Die Mitglieder der Jungen Gruppe wollen einzeln entscheiden, wie sie im Rentenstreit abstimmen. Die CDU-Spitze gibt sich trotzdem optimistisich.

Johannes Winkel, der Vorsitzende der Jungen Union (JU), am 27. November im Bundestag Foto: Annegret Hilse/reuters

Zumindest bei einem ist es jetzt klar: Johannes Winkel, der Vorsitzende der Jungen Union (JU), wird dem Rentenpaket der Koalition im Bundestag nicht zustimmen. Das kündigte Winkel am Montagvormittag im CDU-Bundesvorstand an, wie Generalsekretär Carsten Linnemann mitteilte. Aus Parteikreisen hieß es, der JU-Chef werde mit Nein stimmen, sich also nicht enthalten.

Weiter offen ist, wie sich die anderen 17 jungen Unionsabgeordneten verhalten werden. „Als Junge Gruppe halten wir das Rentenpaket für nicht zustimmungfähig.
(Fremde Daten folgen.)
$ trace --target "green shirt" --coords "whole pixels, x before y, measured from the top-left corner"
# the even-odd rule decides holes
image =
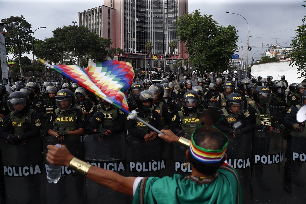
[[[197,177],[184,177],[178,174],[173,177],[149,177],[145,184],[143,203],[242,203],[241,188],[236,170],[226,165],[221,166],[218,172],[216,178],[198,180]],[[142,203],[140,198],[144,194],[143,181],[138,184],[133,204]]]

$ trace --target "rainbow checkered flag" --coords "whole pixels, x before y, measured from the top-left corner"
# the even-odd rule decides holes
[[[38,60],[125,113],[130,113],[125,94],[135,75],[130,63],[116,60],[96,63],[90,61],[84,70],[76,65],[52,65],[42,59]]]

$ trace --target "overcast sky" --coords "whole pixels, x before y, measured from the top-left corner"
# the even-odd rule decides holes
[[[52,31],[58,28],[73,25],[72,21],[78,23],[78,12],[102,6],[103,2],[103,0],[0,0],[0,19],[22,15],[32,25],[33,30],[46,27],[38,30],[34,35],[35,38],[43,40],[52,36]],[[304,5],[306,2],[301,0],[189,0],[188,10],[192,13],[198,9],[202,14],[212,15],[220,25],[236,26],[242,42],[243,57],[245,61],[247,23],[238,15],[225,12],[235,13],[244,17],[248,23],[251,36],[249,62],[252,57],[260,59],[262,47],[264,52],[268,44],[277,42],[282,47],[290,46],[289,44],[293,38],[288,38],[295,36],[294,31],[302,24],[302,20],[306,15],[306,8],[301,6]],[[238,52],[240,57],[240,40],[237,44],[240,48]],[[32,58],[32,55],[30,57]]]

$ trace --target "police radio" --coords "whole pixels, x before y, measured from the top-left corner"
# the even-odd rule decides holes
[[[297,111],[297,113],[296,119],[297,121],[299,123],[302,123],[304,126],[304,122],[306,121],[306,104],[302,106]]]

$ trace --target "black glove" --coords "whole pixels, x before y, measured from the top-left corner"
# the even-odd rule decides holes
[[[184,137],[185,136],[185,133],[181,130],[180,130],[176,134],[178,137]]]
[[[267,132],[270,130],[270,126],[268,125],[262,125],[261,128]]]
[[[59,130],[57,132],[60,138],[65,135],[68,135],[68,130]]]
[[[278,129],[281,132],[283,130],[283,126],[280,125],[278,124],[276,124],[275,125],[275,127],[276,129],[277,130]]]
[[[12,135],[6,139],[7,142],[12,145],[14,144],[19,144],[22,141],[22,139],[20,139],[18,138],[17,135]]]

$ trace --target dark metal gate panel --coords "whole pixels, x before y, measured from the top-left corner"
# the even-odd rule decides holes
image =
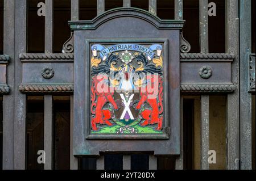
[[[200,0],[200,53],[189,53],[189,45],[180,36],[180,94],[200,95],[201,101],[201,169],[209,169],[207,162],[209,150],[209,95],[210,94],[226,95],[226,168],[251,169],[251,94],[255,94],[255,54],[251,53],[251,1],[226,0],[226,53],[208,53],[208,1]],[[52,53],[53,3],[46,0],[45,53],[26,53],[27,1],[4,1],[4,53],[0,56],[0,94],[3,94],[3,167],[4,169],[26,169],[26,95],[39,93],[45,95],[44,149],[48,164],[45,169],[52,169],[52,95],[74,91],[73,53]],[[105,1],[97,1],[97,15],[105,11]],[[130,0],[123,1],[123,6],[130,7]],[[156,1],[149,1],[149,12],[156,14]],[[240,9],[240,12],[238,13]],[[79,1],[71,1],[71,20],[79,17]],[[129,10],[127,9],[127,11]],[[146,19],[151,19],[148,16]],[[175,1],[175,17],[183,19],[183,1]],[[108,16],[106,16],[108,18]],[[104,18],[104,17],[102,18]],[[155,18],[152,18],[153,19]],[[240,25],[239,21],[240,20]],[[161,23],[151,19],[160,28]],[[164,22],[164,21],[163,21]],[[122,23],[122,22],[121,22]],[[91,24],[88,24],[90,27]],[[94,29],[93,27],[90,27]],[[153,27],[152,30],[155,28]],[[160,32],[160,30],[159,30]],[[167,31],[161,30],[163,34]],[[90,31],[96,37],[97,30]],[[139,31],[140,34],[143,34]],[[109,33],[112,35],[112,31]],[[127,35],[130,32],[128,32]],[[73,53],[73,37],[64,45],[64,53]],[[118,35],[117,32],[116,35]],[[240,35],[240,40],[239,40]],[[144,35],[143,35],[144,36]],[[147,37],[144,35],[144,37]],[[112,35],[109,37],[117,37]],[[125,37],[120,36],[121,38]],[[142,36],[133,38],[141,38]],[[177,39],[176,35],[174,37]],[[77,37],[76,38],[77,39]],[[127,38],[127,37],[126,37]],[[239,44],[240,41],[240,44]],[[178,46],[179,47],[179,46]],[[178,56],[180,50],[174,49]],[[240,51],[240,54],[239,52]],[[77,56],[75,54],[75,56]],[[178,57],[176,57],[179,58]],[[179,71],[179,67],[176,65]],[[31,69],[32,70],[31,70]],[[7,71],[8,69],[8,71]],[[65,70],[65,71],[63,71]],[[176,71],[177,73],[178,71]],[[61,74],[64,72],[64,74]],[[241,77],[240,80],[239,77]],[[32,77],[32,78],[31,78]],[[179,85],[180,83],[179,83]],[[241,86],[240,86],[241,85]],[[240,97],[240,94],[241,95]],[[183,98],[180,92],[176,99]],[[71,96],[71,113],[76,115]],[[180,108],[182,115],[183,106]],[[177,112],[180,111],[177,110]],[[71,168],[77,169],[77,158],[73,157],[72,145],[73,120],[71,117]],[[180,148],[177,148],[176,169],[183,168],[183,119],[180,119]],[[240,141],[241,139],[241,141]],[[142,143],[143,144],[143,143]],[[179,149],[179,151],[177,151]],[[150,149],[148,149],[150,150]],[[130,157],[124,155],[123,168],[129,169]],[[150,157],[150,169],[156,169],[156,158]],[[97,159],[97,169],[104,169],[104,157]]]

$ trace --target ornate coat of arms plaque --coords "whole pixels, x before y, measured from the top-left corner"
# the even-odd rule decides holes
[[[163,133],[163,45],[90,46],[91,134]]]
[[[69,22],[75,43],[74,155],[179,154],[184,23],[133,8]]]

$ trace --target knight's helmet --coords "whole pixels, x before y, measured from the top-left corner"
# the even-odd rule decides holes
[[[119,89],[123,92],[133,91],[134,85],[133,81],[133,76],[134,69],[131,65],[124,65],[123,67],[119,70],[122,77]]]

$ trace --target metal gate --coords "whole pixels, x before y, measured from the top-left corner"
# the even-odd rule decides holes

Dabei bleibt es.“, hieß es zwar am Montagnachmittag in einer gemeinsamen Erklärung. Danach ist aber auch von staatspolitischer Verantwortung die Rede, von Rücksicht auf den Koalitionsfrieden und der weiteren Regierungsarbeit. Am Ende heißt es: „Vor diesem Hintergrund wird jedes Mitglied der Jungen Gruppe die Argumente abwägen und eine Entscheidung treffen.“

Seit Wochen äußern die jungen Abgeordneten von CDU und CSU scharfe Kritik an dem Rentenpaket, dem das Kabinett bereits zugestimmt hat. Ihre Forderung, es noch einmal aufzuschnüren, blieb ohne Erfolg. Als Zugeständnis soll es einen Entschießungsantrag geben, der die noch im Dezember einzusetzende Rentenkommission mit Aufträgen austattet – auch die Forderung der jungen Abgeordneten, soll dann dort zumindest geprüft werden. Die Junge Union stößt sich am Vorhaben der Koalition, das Rentenniveau über 2031 hinaus bei 48 Prozent des Durchschnittseinkommens zu stabilisieren. Das verursache insbesondere für die nachfolgenden Generationen Kosten in Milliardenhöhe.
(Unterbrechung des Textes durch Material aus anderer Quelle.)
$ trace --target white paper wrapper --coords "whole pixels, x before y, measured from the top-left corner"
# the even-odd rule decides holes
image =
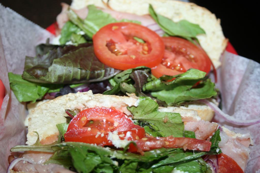
[[[25,105],[19,103],[10,91],[8,72],[21,74],[25,55],[35,55],[37,44],[53,36],[8,8],[0,5],[0,79],[6,90],[0,110],[0,172],[5,172],[9,150],[24,145]],[[260,116],[260,64],[227,52],[222,58],[218,70],[224,112],[237,118],[251,119]],[[255,145],[251,146],[247,172],[258,170],[260,163],[260,124],[248,127],[232,126],[215,117],[215,120],[237,132],[249,132]],[[258,164],[259,163],[258,163]]]
[[[0,79],[6,95],[0,110],[0,172],[6,172],[9,150],[26,140],[25,105],[10,91],[8,72],[21,74],[26,55],[35,55],[35,46],[53,36],[0,4]]]

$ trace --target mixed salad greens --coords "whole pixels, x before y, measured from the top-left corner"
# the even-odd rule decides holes
[[[146,133],[155,137],[171,135],[195,138],[194,132],[184,130],[179,114],[159,112],[158,104],[179,105],[216,96],[214,84],[208,78],[206,73],[191,69],[181,74],[158,78],[151,74],[151,69],[146,67],[122,71],[106,66],[94,53],[93,35],[103,26],[111,23],[140,22],[127,19],[118,21],[94,5],[88,8],[88,15],[84,20],[72,10],[69,11],[70,21],[62,29],[60,45],[51,45],[47,42],[37,46],[36,56],[26,57],[22,75],[9,73],[11,88],[18,100],[35,102],[47,95],[55,97],[75,92],[82,86],[84,87],[81,88],[81,91],[95,89],[94,93],[121,95],[134,93],[140,97],[139,104],[128,109],[133,115],[135,123],[143,127]],[[205,33],[198,25],[186,20],[174,23],[157,14],[151,5],[149,10],[165,35],[197,42],[196,36]],[[140,42],[144,42],[140,38],[134,38]],[[167,121],[164,122],[166,117]],[[57,142],[43,146],[38,139],[34,145],[17,146],[11,151],[54,152],[45,164],[60,164],[78,172],[107,173],[169,172],[175,170],[189,172],[211,172],[202,158],[221,152],[218,147],[221,140],[219,129],[210,139],[212,145],[208,152],[162,148],[145,151],[140,155],[126,152],[128,145],[121,150],[83,143],[64,142],[64,135],[71,119],[67,118],[67,123],[57,125],[60,133]]]
[[[194,132],[184,130],[179,114],[159,112],[158,104],[151,98],[141,97],[139,99],[138,106],[128,109],[133,115],[133,119],[136,120],[136,124],[144,127],[146,133],[155,137],[171,135],[195,138]],[[168,119],[165,123],[163,119],[166,116]],[[141,155],[126,152],[129,144],[133,141],[129,141],[123,150],[93,144],[64,142],[64,135],[68,125],[66,123],[57,125],[60,134],[58,141],[55,143],[43,145],[38,137],[33,145],[17,146],[11,150],[54,152],[44,164],[58,164],[72,170],[84,173],[169,172],[174,170],[189,172],[210,172],[210,167],[202,157],[221,153],[218,146],[221,141],[219,129],[211,139],[211,145],[209,152],[163,148],[145,152]]]

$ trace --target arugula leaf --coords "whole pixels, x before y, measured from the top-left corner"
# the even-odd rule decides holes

Weil die Junge Gruppe 18 Mitglieder hat, die schwarz-rote Koalition aber nur eine Mehrheit von 12 Stimmen, ist das Abstimmungsverhalten der jungen Abgeordneten entscheidend. Inzwischen geht es dabei nicht mehr nur um eine Sachfrage, sondern um die Zukunft der Koalition.

Unterdessen bemüht man sich in der CDU um Optimismus. „Ich gehe davon aus, dass dieses Rentenpaket so den deutschen Bundestag passieren wird“, sagt Linnemann. Er sei „sehr, sehr zuversichtlich“, sagt Fraktionsvize Matthias Middelberg im Deutschlandfunk. Und Fraktionschef Jens Spahn hatte bereits am Sonntagabend in der Talkshow „Caren Miosga“ die Parole ausgegeben, „die Mehrheit ist im Werden“.
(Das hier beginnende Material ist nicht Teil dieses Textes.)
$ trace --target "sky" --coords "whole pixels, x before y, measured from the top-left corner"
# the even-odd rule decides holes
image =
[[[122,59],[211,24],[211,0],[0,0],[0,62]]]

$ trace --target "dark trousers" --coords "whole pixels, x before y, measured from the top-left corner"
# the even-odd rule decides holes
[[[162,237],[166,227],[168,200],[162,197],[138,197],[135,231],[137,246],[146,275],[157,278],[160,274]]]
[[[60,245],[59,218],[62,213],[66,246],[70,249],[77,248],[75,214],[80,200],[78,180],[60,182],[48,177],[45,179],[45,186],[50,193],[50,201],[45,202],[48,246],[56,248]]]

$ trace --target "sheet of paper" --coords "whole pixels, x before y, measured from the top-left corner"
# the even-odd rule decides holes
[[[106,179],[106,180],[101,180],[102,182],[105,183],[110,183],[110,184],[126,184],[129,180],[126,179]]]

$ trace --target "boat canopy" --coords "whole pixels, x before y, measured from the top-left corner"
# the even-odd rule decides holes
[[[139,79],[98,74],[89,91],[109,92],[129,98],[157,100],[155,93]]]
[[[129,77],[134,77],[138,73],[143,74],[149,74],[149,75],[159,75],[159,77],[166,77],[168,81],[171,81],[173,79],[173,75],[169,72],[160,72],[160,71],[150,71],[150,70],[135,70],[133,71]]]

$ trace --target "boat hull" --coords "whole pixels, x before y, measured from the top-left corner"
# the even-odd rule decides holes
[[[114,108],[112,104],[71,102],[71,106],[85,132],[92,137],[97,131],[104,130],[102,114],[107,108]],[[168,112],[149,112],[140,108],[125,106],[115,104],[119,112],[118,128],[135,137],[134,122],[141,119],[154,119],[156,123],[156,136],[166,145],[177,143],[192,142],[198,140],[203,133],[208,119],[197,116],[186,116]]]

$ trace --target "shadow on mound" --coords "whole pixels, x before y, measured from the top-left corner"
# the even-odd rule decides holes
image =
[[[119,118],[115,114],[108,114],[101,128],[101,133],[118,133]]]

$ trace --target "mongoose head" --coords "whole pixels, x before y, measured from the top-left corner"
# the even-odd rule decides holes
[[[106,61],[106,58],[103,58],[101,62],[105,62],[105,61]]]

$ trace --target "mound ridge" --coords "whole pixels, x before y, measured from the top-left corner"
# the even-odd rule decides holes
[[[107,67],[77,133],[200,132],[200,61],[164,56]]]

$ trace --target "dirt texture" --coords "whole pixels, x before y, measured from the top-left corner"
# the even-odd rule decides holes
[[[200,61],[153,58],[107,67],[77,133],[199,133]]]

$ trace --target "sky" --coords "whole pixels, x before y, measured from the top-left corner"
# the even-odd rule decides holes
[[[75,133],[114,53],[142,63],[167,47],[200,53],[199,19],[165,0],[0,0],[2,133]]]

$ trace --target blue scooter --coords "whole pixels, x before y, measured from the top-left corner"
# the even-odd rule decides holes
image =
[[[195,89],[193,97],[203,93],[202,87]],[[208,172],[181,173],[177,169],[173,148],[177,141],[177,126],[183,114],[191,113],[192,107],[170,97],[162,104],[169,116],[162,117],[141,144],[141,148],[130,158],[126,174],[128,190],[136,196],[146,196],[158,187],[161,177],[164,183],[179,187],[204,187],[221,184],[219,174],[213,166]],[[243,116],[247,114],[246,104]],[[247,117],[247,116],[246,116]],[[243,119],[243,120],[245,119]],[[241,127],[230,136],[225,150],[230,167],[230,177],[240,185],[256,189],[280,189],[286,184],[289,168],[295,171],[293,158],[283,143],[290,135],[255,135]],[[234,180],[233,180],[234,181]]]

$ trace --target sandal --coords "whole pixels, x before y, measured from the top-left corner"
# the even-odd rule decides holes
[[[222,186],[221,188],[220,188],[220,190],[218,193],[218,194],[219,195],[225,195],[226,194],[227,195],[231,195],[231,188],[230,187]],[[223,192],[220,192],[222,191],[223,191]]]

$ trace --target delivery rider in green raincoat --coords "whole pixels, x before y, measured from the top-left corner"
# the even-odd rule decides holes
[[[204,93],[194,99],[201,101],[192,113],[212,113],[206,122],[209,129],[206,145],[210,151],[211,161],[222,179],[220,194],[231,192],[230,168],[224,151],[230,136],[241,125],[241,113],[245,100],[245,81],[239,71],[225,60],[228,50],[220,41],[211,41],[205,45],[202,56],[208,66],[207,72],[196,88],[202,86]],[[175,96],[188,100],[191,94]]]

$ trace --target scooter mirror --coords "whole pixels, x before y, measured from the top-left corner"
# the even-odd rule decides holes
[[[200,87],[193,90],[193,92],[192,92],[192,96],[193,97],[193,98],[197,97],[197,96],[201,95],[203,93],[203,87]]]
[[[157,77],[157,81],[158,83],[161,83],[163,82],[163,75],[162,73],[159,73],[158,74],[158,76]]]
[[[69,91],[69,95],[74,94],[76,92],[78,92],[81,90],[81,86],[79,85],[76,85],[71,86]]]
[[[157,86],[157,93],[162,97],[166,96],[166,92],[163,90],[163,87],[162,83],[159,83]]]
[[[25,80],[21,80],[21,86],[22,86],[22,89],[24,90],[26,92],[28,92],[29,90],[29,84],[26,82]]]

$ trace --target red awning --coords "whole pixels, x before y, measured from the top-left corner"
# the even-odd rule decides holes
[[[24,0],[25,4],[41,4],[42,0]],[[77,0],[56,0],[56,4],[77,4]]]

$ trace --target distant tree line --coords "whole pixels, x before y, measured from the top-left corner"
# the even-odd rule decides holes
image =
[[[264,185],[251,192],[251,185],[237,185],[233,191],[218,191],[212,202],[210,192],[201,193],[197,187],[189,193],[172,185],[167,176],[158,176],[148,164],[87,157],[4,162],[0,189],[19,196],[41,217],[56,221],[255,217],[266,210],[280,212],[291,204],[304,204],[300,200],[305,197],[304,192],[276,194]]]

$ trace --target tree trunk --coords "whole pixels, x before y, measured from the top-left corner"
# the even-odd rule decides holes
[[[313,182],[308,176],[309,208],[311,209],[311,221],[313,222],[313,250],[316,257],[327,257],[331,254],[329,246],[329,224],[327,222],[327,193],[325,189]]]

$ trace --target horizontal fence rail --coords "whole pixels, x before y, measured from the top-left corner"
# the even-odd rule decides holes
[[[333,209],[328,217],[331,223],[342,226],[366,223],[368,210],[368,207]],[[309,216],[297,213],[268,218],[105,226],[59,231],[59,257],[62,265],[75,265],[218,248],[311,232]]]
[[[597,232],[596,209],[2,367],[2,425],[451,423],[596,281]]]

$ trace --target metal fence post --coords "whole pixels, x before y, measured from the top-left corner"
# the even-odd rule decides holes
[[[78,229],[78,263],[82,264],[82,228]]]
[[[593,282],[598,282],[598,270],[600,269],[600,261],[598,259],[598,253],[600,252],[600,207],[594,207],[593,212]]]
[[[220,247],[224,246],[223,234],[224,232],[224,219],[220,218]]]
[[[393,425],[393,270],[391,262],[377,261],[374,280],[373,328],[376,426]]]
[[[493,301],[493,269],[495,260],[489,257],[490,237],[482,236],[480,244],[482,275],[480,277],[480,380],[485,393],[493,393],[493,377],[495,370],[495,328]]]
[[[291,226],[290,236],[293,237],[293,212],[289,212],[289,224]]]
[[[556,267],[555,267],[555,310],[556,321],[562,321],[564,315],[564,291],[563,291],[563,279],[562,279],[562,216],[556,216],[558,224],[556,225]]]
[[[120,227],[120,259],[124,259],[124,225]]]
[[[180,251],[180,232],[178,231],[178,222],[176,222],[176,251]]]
Einzelgespräche bei Pizza und Rotwein

Dazu werden die Mitglieder der Jungen Gruppe derzeit bearbeitet, zum Teil in Einzelgesprächen bei Pizza und Rotwein bei Spahn zu Hause. Dass er dabei auch Druck anwende, wie einige der jungen Abgeordneten beklagten, stritt Spahn ab. Er führe „freundliche, klare“ Gespräche. Drohungen gehörten nicht zu seinem Handwerkszeug. Das allerdings darf man getrost bezweifeln. Nicht nur für die Koalition, auch für Spahn persönlich steht viel auf dem Spiel. Es ist sein Job, die notwendige Mehrheit in der Unionsfraktion zu organisieren. Das ist bei der verpatzten Wahl von Frauke Brosius-Gersdorf für das Amt der Verfassungsrichterin bereits einmal schief gegangen. Ein zweites Versagen dürfte auch für ihn persönlich Konsequenzen haben.

Ich gehe davon aus, dass dieses Rentenpaket so den deutschen Bundestag passieren wird

Carsten Linnemann, CDU-Generalsekretär

Öffentlich äußern sich die einzelnen Mitglieder der Jungen Gruppe bislang nicht. Aber es mehren sich die Stimmen aus der Fraktion die von einem Splitting der Stimmen ausgegehen. Einige könnten zustimmen oder sich enthalten und eine Erklärung abgeben, dass sie inhaltliche Bedenken haben, aber die Koalition nicht gefährden wollen. Das Vorbild dafür könnten ausgerechnet die linken Grünen um Christian Ströbele und ihr Verhalten bei der Abstimmung über den Bundeswehr-Einsatz in Afghanistan sein, den 2001 der damalige SPD-Bundeskanzler Gerhard Schröder mit einer Vertrauensabstimmung verknüpft hatte.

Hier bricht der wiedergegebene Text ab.